I was asked to write an article on seniority for The Indypendent by John Tarleton. My brain is semi-mush and I went off on a hundred tangents in trying to explain the entire mess. Thanks to John's brilliant editing, the article actually makes sense. It should be out in a day or two. In my original draft version I touched on some of the issues brought up here by Leonie, Lisa and myself below but there was no room for a full explanation. So this back and forth below fills in some of the gaps if you happen to read the article. (How interesting that two parent leaders are so adept at addressing this issue while you know which org doesn't even try or does it ineptly when they do try.)
On the NYCEdNews Listserve (where info flies like UFOs)
Leonie Haimson writes:
Does anyone besides me remember how Joel Klein used to complain that seniority transfers led to a dearth of experienced, accomplished and properly licensed teachers in low-performing, high poverty schools, because it allows those teachers to transfer out into high-performing schools? And that he needed to be able to perform“involuntary transfers” to move experienced teachers into high needs schools?
On the matter of seniority, he criticized the system whereby new teachers are generally placed in the lowest-performing schools, while senior teachers have the option to transfer into better schools, calling it ''so profoundly unfair to our children and to our youngest teachers.'' And now he has been complaining, endlessly, that seniority protections in the contract means that some schools would have to lay off their new, enthusiastic and energetic teachers, in order to accept more experienced ones?
I (Norm, in case you forgot) followed up:
I remember - it was bait and switch. Klein twisted the seniority issue every way into a knot. He also made the claim that schools with senior, higher priced teachers were getting unfair higher funding which he twisted into the fair funding formula that led to schools being charged for teacher salaries and principals wanting to dump salary. All part of a plan. The 2005 contract was the key that opened the door. In the business model, assume that any difference in skill between a 10 year and 23 year teacher is not worth the large difference in salary. Why keep anyone over 10 years? Like some twilight zone episode where the planet was so crowded the day you turned 30 you were put to death. Ideally for the ed deformers, the day you reach your 10th anniversary as a teacher - you are gone. The long term future of the teaching "profession."
Lisa Donlan added
Yes- this was the justification for inventing the so called Fair Student Funding Formula- which DoE said would finally stop the inequities among schools w/ unequal quality staffs. Quality teachers at that time were defined as the more "experienced" teachers and those trained in math and science.
Shortly thereafter the Tweedies began repeating that research showed that the best way to achieve academic progress- as defined by rising student test scores- was to hire high quality teachers - as defined by those that raise student test scores.
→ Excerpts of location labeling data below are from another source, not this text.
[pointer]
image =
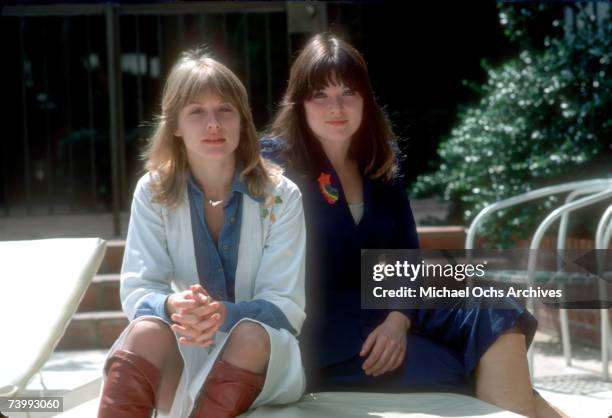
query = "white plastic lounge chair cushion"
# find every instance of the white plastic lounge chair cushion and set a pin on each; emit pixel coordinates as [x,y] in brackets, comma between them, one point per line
[41,283]
[410,405]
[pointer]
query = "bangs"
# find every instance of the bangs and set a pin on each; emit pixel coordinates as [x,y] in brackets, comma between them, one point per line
[333,70]
[204,78]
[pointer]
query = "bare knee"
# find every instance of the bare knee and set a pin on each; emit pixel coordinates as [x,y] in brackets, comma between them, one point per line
[248,347]
[154,340]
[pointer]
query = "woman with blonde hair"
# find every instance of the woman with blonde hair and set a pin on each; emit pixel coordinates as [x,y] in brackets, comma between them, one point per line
[213,273]
[338,146]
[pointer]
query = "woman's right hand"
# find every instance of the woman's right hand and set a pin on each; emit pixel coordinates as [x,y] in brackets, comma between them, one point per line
[197,317]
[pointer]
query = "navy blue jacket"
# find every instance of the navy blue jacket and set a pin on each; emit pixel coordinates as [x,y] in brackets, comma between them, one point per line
[336,326]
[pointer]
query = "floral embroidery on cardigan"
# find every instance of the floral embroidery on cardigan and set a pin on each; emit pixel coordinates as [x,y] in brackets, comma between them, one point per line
[268,207]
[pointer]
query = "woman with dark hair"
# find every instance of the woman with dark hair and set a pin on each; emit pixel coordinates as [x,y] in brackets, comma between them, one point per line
[213,273]
[338,146]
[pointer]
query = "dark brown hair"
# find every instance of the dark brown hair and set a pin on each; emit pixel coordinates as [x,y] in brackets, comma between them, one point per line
[324,61]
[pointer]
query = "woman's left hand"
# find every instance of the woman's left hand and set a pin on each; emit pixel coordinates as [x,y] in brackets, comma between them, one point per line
[385,347]
[197,326]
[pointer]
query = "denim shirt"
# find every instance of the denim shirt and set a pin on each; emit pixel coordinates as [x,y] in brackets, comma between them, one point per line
[216,263]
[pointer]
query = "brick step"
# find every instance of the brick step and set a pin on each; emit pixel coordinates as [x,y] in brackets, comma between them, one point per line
[113,257]
[90,330]
[102,294]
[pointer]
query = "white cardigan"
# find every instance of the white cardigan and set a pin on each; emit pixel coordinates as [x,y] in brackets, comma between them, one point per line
[159,252]
[159,257]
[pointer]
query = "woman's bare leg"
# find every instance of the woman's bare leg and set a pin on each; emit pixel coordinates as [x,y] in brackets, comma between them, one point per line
[502,378]
[248,347]
[154,340]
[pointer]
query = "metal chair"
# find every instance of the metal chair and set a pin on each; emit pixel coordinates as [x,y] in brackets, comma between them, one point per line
[598,190]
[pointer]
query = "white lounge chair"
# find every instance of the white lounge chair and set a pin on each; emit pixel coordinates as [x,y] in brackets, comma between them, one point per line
[41,285]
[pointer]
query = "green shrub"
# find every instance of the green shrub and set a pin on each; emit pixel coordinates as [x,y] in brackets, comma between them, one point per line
[544,117]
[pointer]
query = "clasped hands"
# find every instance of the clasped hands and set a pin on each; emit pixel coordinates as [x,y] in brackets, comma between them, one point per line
[385,347]
[196,316]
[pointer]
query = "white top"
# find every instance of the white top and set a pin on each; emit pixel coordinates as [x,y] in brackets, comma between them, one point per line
[356,211]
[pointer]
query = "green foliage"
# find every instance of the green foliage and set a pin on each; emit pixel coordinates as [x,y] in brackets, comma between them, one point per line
[544,117]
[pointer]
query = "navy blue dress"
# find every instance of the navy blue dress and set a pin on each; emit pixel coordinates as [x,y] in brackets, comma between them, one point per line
[443,345]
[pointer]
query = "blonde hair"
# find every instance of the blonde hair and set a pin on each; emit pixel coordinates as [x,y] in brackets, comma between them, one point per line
[165,156]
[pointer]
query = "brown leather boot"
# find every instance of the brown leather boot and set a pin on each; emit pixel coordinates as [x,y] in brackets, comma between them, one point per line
[130,388]
[228,392]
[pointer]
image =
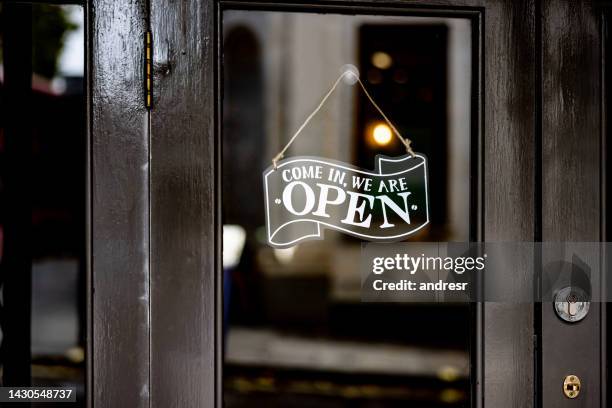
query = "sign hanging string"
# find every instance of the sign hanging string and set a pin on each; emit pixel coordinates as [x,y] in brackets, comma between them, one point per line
[405,141]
This tautology made it apparent that the last "accountability" mirage re-org strategy was to actually make the tests the curriculum, deprofessionalize teaching, reducing NYC schools to test prep factories w/ temporary workers.
Then they realized charters could do it all for them, and all they'd have to do is run the accountability data collection/measuring part.
Voila- no more pesky education to be bothered with at all anymore.